Quelques minutes après, le président du tribunal a suspendu l’audience le temps de réaménager la salle, car de nombreuses personnes étaient encore à l’extérieur. Lors des audiences du jour, le général doit revenir sur le contexte général qui prévalait avant le coup d’Etat au sein de l’ex-Régiment de sécurité présidentielle et au sein de l’armée burkinabè.

Un homme discret au cœur du système

Malgré ses près de deux mètres de haut, Gilbert Diendéré a toujours préféré la discrétion. Parlant peu et laissant la lumière à son compagnon d'armes, Blaise Compaoré.

Dès le début des années 80, ce militaire athlétique a travaillé dans l'ombre, mais tout près des dirigeants du Burkina Faso. Lorsque Thomas Sankara a pris la tête du pays en 1983, c'est Gilbert Diendéré qui en a fait l'annonce à la radio. Avant d'être soupçonné quelques années plus tard, d'avoir participé à l'assassinat du jeune leader panafricaniste, dont il a supervisé l'arrestation.

A ce moment-là, en 1987, Gilbert Diendéré est à la tête du régiment de sécurité présidentielle, unité d'élite qu'il dirige pendant trente ans. Cette fonction le place au cœur du système. Durant toutes ces années, il a déjoué une tentative de coup d'Etat, géré de nombreux dossiers sensibles comme le Libéria ou la Côte d'Ivoire.
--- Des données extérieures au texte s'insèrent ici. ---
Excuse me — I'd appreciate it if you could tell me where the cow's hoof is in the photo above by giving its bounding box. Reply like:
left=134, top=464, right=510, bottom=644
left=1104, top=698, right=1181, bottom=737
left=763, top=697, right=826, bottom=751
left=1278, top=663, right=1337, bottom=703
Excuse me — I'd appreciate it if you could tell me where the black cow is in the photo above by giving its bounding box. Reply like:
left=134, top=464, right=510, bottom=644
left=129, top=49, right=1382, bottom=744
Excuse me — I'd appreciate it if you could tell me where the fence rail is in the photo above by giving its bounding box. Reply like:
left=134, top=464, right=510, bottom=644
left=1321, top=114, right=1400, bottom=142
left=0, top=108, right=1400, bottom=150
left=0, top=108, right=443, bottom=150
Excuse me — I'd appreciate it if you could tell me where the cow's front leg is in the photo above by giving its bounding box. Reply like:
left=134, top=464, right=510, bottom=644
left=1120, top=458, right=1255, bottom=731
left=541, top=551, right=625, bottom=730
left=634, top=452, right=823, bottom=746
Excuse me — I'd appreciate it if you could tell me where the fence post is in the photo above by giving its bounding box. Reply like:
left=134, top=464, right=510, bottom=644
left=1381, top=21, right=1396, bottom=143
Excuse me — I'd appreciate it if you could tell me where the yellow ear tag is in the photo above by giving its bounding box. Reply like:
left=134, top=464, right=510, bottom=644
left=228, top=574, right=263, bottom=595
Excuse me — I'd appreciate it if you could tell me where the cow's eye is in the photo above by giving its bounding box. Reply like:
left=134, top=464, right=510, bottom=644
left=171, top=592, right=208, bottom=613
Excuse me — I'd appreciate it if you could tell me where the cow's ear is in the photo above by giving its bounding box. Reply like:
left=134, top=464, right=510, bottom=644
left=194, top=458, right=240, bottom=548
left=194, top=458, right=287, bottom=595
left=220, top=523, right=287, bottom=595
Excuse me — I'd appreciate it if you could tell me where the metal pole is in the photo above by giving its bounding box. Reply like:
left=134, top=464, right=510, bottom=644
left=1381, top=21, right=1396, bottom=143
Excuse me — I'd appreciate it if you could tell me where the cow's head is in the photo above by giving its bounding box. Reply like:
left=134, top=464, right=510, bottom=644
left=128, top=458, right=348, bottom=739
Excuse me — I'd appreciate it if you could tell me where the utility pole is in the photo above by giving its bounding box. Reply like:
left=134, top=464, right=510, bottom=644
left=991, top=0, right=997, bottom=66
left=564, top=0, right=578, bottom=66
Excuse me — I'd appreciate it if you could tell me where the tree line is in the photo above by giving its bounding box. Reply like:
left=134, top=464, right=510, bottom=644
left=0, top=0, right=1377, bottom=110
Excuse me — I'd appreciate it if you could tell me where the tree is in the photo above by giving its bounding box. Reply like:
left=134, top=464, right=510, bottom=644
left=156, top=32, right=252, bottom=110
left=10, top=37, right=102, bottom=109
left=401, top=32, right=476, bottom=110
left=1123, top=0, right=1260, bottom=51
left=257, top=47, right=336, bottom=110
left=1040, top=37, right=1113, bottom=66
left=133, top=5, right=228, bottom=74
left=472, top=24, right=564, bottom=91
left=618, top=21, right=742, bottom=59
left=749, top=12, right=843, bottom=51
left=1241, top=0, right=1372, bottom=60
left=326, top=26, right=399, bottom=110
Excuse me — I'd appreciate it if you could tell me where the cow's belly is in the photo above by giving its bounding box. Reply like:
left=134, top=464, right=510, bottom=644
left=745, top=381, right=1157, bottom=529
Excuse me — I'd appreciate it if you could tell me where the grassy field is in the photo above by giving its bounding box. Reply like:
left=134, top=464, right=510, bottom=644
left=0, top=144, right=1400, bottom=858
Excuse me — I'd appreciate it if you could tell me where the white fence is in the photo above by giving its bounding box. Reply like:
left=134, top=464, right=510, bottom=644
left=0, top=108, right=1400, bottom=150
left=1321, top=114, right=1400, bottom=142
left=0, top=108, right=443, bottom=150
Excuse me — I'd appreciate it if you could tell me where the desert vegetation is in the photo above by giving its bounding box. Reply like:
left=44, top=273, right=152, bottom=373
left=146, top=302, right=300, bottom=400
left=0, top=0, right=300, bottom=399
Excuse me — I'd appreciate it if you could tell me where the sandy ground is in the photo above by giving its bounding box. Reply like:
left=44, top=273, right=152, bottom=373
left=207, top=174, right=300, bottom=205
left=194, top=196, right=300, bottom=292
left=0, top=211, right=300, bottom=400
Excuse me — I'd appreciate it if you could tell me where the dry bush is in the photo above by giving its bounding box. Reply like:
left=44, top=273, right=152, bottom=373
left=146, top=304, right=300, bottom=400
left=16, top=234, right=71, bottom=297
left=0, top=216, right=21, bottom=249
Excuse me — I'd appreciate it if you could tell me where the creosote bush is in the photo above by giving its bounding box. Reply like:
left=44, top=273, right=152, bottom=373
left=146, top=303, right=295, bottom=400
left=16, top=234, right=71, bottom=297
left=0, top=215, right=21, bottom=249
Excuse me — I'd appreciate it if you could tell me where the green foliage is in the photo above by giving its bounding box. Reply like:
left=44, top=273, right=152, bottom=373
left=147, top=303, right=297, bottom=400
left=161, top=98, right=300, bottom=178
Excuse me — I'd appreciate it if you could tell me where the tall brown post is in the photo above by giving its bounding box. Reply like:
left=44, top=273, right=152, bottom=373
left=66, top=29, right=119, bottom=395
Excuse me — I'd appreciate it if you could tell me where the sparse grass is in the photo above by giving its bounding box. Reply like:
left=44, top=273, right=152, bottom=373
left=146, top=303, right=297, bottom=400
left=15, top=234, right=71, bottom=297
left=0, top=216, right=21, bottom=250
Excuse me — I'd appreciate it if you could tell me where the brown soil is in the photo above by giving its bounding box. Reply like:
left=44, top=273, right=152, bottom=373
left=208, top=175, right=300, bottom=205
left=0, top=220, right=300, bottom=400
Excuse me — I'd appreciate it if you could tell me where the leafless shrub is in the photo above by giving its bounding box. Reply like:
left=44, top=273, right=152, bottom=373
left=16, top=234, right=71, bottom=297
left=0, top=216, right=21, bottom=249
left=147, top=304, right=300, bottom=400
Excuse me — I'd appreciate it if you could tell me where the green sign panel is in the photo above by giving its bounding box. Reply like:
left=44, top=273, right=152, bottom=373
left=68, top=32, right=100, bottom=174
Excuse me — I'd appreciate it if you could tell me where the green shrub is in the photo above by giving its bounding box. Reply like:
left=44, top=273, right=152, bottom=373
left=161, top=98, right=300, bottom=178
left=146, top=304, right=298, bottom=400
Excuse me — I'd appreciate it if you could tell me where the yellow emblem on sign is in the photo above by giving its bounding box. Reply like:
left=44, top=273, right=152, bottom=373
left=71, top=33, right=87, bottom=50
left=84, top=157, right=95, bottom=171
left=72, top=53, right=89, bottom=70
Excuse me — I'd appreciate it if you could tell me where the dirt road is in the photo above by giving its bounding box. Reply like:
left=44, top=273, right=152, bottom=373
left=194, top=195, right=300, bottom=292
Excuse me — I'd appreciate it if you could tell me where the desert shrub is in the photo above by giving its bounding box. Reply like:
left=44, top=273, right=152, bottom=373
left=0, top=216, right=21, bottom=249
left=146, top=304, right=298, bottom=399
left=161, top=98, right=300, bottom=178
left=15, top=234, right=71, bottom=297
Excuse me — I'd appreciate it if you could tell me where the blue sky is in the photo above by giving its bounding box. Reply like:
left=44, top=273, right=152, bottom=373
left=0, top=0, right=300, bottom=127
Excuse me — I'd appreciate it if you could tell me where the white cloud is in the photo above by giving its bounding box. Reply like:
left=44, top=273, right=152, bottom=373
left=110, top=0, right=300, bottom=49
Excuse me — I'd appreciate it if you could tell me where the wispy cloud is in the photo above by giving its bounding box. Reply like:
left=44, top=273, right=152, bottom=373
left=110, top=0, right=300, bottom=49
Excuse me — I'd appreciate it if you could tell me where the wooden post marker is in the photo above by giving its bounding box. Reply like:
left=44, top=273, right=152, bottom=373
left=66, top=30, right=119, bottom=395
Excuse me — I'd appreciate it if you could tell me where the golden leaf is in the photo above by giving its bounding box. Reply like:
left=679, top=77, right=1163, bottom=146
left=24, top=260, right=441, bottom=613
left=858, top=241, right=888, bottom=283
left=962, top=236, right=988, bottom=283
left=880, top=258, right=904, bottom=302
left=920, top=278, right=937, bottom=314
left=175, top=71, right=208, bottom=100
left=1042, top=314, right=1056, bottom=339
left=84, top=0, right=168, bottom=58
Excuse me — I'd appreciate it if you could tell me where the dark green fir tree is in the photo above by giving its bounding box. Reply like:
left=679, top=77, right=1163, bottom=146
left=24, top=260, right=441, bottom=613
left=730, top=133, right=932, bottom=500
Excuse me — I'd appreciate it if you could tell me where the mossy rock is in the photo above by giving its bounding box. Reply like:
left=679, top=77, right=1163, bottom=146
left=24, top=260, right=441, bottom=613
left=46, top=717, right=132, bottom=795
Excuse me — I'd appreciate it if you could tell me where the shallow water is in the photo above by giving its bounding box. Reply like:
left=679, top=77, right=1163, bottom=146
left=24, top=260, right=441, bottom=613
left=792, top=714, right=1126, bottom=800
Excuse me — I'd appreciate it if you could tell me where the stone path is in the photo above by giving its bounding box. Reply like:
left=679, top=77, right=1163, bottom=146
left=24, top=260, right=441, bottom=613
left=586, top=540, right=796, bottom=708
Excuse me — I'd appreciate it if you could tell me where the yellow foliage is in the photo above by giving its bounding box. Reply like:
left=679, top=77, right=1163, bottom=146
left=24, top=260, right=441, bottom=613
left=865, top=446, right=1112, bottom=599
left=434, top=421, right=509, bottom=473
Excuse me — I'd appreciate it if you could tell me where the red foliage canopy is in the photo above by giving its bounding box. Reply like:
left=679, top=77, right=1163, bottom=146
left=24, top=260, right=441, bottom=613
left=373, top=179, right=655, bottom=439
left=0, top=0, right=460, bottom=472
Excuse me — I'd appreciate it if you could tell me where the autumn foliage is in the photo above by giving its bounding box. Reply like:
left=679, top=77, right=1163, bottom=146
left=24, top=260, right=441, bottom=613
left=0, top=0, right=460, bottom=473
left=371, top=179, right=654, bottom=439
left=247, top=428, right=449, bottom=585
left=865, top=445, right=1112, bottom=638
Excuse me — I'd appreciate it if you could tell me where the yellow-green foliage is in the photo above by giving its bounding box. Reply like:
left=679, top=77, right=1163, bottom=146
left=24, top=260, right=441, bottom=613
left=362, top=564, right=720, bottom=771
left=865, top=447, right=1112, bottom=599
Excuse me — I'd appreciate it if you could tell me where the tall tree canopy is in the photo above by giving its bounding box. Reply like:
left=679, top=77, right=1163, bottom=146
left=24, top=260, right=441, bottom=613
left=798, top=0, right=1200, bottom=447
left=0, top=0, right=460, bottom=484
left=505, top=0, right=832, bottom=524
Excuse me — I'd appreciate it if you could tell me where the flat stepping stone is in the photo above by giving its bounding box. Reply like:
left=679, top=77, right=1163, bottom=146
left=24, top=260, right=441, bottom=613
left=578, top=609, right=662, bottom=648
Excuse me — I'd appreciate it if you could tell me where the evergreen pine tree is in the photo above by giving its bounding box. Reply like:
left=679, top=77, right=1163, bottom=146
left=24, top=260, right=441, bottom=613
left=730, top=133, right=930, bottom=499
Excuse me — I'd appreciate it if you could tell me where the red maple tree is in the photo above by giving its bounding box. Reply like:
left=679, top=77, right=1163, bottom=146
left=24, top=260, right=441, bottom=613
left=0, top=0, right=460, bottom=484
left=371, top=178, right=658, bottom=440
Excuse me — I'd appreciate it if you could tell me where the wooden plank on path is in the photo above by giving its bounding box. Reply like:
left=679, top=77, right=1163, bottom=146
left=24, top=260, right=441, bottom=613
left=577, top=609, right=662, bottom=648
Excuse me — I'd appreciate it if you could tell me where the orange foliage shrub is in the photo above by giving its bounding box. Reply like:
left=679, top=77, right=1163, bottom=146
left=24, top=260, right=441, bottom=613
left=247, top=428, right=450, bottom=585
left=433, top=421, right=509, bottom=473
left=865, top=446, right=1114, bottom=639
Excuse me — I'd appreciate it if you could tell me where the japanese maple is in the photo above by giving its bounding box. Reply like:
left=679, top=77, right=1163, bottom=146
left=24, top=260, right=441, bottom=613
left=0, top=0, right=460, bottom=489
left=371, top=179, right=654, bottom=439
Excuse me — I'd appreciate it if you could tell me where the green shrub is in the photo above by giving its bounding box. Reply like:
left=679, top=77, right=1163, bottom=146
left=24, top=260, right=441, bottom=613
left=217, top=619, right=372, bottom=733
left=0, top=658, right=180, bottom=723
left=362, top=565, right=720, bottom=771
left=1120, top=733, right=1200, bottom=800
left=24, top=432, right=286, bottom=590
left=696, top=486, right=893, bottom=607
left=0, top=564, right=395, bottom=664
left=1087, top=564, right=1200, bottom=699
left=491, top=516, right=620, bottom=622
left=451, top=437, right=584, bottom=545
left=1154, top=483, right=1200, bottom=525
A tel point, qu'un journal burkinabè a dit de lui qu'il savait à l'avance les coups d'Etat se préparant dans la région. Toutes les informations recueillies par les services de renseignements passaient par lui, et il était également un interlocuteur privilégié des Américains et des Français, ce qui l'a conduit à jouer un rôle important dans les négociations pour la libération d'otages occidentaux.